Panaji:
Union Minister Prakash Javadekar alleged on Sunday that parties opposing the recently enacted farm laws were acting as “middlemen for middlemen.”
Speaking to reporters on the second day of his visit to Goa as part of the ruling BJP’s initiative to raise awareness of farm laws, Prakash Javadekar said that the real situation is that farmers earn less for their produce and customers have than buying them at higher rates. .
Intermediaries raise prices and farm laws address this problem by eradicating these intermediaries, he said.
“Sometimes I feel that the opposition parties have become intermediaries of intermediaries,” he alleged.
Stating that the agitation against farm laws will go away on its own, the minister said: “Falsehood has a limited life, while truth lives forever.”
“Congress and the PNC launched their campaign to protest the agricultural bills. I am going to ask you to look at his manifesto. Former Prime Minister Manmohan Singh has spoken about such (agricultural) reforms in his speeches. But Congress already has. It has made a U-turn, “he said.
He alleged that opposition parties were spreading the “myth” that the APMC (agricultural product market committees) will be closed under the new laws and that the government will stop buying the product or stop the minimum support price (MSP ). “These are all lies,” said Prakash Javadekar.
The BJP leader also said that the conduct of the opposition leaders in Rajya Sabha on passing these bills was “reprehensible and shameful”.
Referring to a protest by a group of people on their way to the city of Mapusa on Saturday, Prakash Javadekar said he doubts the protesters were actual farmers.
He said that 60 percent of the country’s population is involved in the agricultural sector, but its contribution to GDP (gross domestic product) is 15 percent.
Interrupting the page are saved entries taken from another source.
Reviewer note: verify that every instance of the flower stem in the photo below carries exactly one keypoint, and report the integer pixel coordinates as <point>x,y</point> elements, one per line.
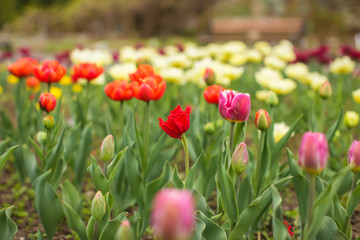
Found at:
<point>348,218</point>
<point>186,150</point>
<point>232,129</point>
<point>312,192</point>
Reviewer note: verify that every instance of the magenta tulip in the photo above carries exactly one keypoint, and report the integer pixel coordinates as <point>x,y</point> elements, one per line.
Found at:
<point>314,152</point>
<point>234,106</point>
<point>172,215</point>
<point>354,156</point>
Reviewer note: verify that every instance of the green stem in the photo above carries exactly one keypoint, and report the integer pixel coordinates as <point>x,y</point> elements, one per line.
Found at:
<point>232,129</point>
<point>257,184</point>
<point>146,133</point>
<point>348,218</point>
<point>186,150</point>
<point>312,192</point>
<point>95,230</point>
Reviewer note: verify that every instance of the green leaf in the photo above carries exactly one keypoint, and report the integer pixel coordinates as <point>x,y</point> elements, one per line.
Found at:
<point>8,228</point>
<point>207,229</point>
<point>47,204</point>
<point>112,227</point>
<point>5,156</point>
<point>323,203</point>
<point>301,185</point>
<point>176,179</point>
<point>74,221</point>
<point>332,130</point>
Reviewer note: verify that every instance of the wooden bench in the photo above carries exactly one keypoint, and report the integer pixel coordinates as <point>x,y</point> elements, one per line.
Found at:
<point>252,29</point>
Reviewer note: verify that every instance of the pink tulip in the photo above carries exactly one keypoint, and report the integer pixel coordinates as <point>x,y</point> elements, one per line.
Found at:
<point>172,214</point>
<point>354,156</point>
<point>234,106</point>
<point>314,152</point>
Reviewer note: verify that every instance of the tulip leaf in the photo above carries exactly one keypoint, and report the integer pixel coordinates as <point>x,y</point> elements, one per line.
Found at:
<point>47,204</point>
<point>332,130</point>
<point>112,227</point>
<point>6,155</point>
<point>8,227</point>
<point>301,185</point>
<point>207,229</point>
<point>323,203</point>
<point>74,221</point>
<point>176,179</point>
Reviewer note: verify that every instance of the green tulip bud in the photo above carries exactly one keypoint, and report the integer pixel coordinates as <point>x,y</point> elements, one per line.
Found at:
<point>98,206</point>
<point>107,148</point>
<point>48,122</point>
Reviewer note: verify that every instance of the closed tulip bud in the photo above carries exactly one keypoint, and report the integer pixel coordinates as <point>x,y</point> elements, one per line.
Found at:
<point>313,152</point>
<point>240,158</point>
<point>172,215</point>
<point>209,76</point>
<point>262,120</point>
<point>325,90</point>
<point>351,119</point>
<point>234,106</point>
<point>48,122</point>
<point>209,127</point>
<point>107,148</point>
<point>354,156</point>
<point>124,232</point>
<point>98,206</point>
<point>41,137</point>
<point>272,99</point>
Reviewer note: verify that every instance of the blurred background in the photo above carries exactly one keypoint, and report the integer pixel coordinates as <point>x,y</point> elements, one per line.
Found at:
<point>68,23</point>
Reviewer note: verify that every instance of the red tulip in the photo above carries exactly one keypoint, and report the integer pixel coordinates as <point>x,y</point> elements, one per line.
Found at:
<point>212,93</point>
<point>47,102</point>
<point>146,85</point>
<point>23,67</point>
<point>177,123</point>
<point>89,71</point>
<point>119,90</point>
<point>49,72</point>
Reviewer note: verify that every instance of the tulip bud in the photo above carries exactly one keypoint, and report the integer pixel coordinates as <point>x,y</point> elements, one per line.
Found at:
<point>209,76</point>
<point>41,137</point>
<point>209,127</point>
<point>124,232</point>
<point>262,120</point>
<point>98,206</point>
<point>354,156</point>
<point>172,214</point>
<point>272,99</point>
<point>240,158</point>
<point>351,119</point>
<point>325,90</point>
<point>107,148</point>
<point>48,122</point>
<point>313,152</point>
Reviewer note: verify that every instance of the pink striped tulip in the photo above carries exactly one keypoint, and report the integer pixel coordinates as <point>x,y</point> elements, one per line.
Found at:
<point>354,156</point>
<point>234,106</point>
<point>314,152</point>
<point>172,215</point>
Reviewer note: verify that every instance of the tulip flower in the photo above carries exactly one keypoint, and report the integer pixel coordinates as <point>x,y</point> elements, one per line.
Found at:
<point>262,120</point>
<point>353,156</point>
<point>313,152</point>
<point>211,93</point>
<point>88,71</point>
<point>119,90</point>
<point>49,72</point>
<point>172,215</point>
<point>146,85</point>
<point>240,158</point>
<point>23,67</point>
<point>47,102</point>
<point>234,106</point>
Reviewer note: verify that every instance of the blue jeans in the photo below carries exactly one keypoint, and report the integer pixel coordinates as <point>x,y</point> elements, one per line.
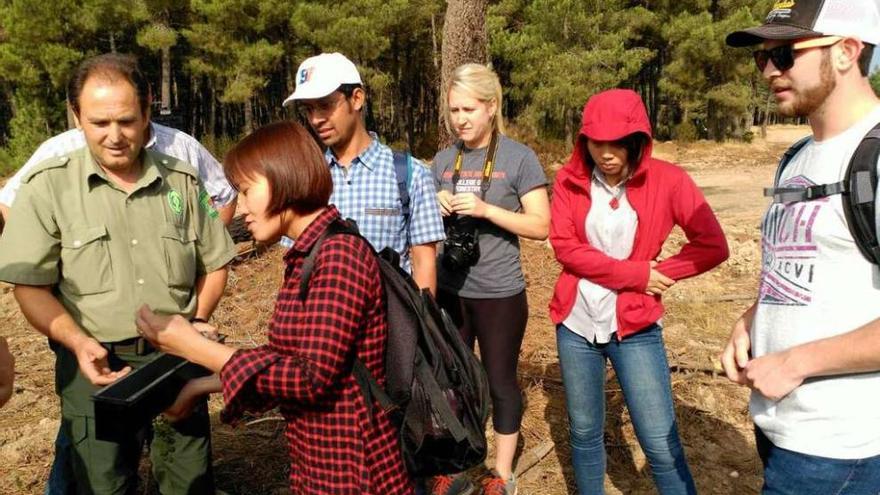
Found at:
<point>792,473</point>
<point>643,373</point>
<point>61,476</point>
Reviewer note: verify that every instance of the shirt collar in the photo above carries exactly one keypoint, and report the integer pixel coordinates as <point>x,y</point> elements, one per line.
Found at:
<point>368,157</point>
<point>303,244</point>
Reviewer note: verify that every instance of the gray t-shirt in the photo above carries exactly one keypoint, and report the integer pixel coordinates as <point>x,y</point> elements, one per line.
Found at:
<point>498,273</point>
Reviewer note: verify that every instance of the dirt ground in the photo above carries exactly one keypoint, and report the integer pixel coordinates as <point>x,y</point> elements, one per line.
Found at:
<point>251,459</point>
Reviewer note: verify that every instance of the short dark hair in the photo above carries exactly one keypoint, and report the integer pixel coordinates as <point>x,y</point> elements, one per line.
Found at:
<point>865,59</point>
<point>109,66</point>
<point>287,155</point>
<point>634,144</point>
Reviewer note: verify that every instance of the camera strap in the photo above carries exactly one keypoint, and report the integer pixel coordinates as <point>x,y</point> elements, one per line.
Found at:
<point>488,165</point>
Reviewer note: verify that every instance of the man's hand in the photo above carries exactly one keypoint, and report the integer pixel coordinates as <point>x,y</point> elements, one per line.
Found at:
<point>169,334</point>
<point>735,356</point>
<point>190,395</point>
<point>7,372</point>
<point>657,282</point>
<point>207,330</point>
<point>773,375</point>
<point>92,359</point>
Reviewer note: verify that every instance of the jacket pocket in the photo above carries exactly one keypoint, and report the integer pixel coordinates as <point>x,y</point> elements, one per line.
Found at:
<point>180,256</point>
<point>85,261</point>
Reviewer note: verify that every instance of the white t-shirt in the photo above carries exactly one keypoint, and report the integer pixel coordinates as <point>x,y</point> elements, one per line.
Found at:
<point>816,284</point>
<point>166,140</point>
<point>611,230</point>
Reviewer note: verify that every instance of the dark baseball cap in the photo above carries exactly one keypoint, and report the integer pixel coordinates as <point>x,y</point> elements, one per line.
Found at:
<point>796,19</point>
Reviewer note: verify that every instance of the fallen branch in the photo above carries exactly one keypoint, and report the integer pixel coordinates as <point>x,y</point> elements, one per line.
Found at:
<point>264,420</point>
<point>531,458</point>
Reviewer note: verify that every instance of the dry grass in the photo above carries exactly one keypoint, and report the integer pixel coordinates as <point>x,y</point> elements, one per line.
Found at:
<point>713,418</point>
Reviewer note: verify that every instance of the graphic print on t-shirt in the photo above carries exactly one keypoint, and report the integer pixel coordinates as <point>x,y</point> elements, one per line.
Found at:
<point>471,180</point>
<point>789,249</point>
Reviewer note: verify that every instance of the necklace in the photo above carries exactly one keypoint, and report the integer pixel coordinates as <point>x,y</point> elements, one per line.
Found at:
<point>615,197</point>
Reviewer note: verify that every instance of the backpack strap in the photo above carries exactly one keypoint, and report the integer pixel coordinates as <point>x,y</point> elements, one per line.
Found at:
<point>788,194</point>
<point>859,199</point>
<point>858,189</point>
<point>403,172</point>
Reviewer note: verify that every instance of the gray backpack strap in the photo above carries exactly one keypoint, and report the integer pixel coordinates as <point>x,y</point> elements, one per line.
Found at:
<point>859,200</point>
<point>795,194</point>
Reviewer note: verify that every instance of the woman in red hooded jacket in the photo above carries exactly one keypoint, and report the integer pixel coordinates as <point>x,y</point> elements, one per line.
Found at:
<point>613,208</point>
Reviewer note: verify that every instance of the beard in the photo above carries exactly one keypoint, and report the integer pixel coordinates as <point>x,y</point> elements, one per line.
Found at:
<point>809,100</point>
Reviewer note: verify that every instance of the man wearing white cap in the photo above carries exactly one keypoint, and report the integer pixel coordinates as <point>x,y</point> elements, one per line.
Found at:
<point>330,94</point>
<point>809,347</point>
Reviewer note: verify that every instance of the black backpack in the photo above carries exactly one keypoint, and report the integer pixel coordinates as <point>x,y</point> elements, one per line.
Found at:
<point>858,188</point>
<point>436,390</point>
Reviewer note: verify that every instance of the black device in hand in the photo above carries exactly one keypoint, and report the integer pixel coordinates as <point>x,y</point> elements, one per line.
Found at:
<point>461,249</point>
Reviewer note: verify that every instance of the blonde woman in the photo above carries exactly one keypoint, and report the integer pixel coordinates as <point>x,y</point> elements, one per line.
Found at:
<point>492,190</point>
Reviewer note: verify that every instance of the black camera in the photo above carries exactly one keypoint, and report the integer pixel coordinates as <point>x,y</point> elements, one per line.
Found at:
<point>461,250</point>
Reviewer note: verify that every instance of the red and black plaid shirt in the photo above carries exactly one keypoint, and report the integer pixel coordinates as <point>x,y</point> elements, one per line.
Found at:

There is a need to increase productivity and also give them markets outside the country to improve their standard of living, he said.
Prakash Javadekar said that when he was in school, the country’s population was 30 million rupees, which has now increased to 138 million rupees, but despite that, there is no shortage of food.
“We are grateful to the farmers who have been feeding our country,” he said, adding that it is the government’s responsibility to increase their income.
The Agricultural Products Trade and Trade (Promotion and Facilitation) Bill of 2020, the Farmers’ Price Guarantee and Agricultural Services (Empowerment and Protection) Agreement of 2020 and the Essential Products (Amendment) Bill of 2020 became law after obtaining presidential consent recently.
Prakash Javadekar declined to comment on the issue of the diversion of the water from the Mahadayi River, regarded as the livelihood of Goa, by neighboring Karnataka.
Goa and Karnataka are embroiled in a dispute over sharing the water of the Mahadayi River.
Goa has strongly opposed the Kalasa Banduri project proposed to be built by Karnataka on the river, which aims to provide drinking water to three northern districts of Karnataka by diverting the water from Mahadayi to the Malaprabha River.
When asked about the Center’s silence on the matter, Prakash Javadekar said: “The matter is in court and I will not comment on it. There is nothing pending with us because nothing reaches us. CM will answer questions about it.”
The Supreme Court, in an interim order in February this year, admitted the Karnataka government’s request for the implementation of the final award by a court to share the water between Goa, Karnataka and Maharashtra from the Mahadayi River.
He also said that the provisional order is subject to the final outcome of the petitions filed by the three states against the court’s award.
The Mahadayi Water Disputes Court approved an order in 2018, allocating 13.42 TMC of water (including 3.9 TMC for diversion to the impoverished Malaprabha River Basin) from the Mahadayi River Basin to Karnataka.
Maharashtra received 1.33 TMC of water, while Goa received 24 TMC in the final decision of the court.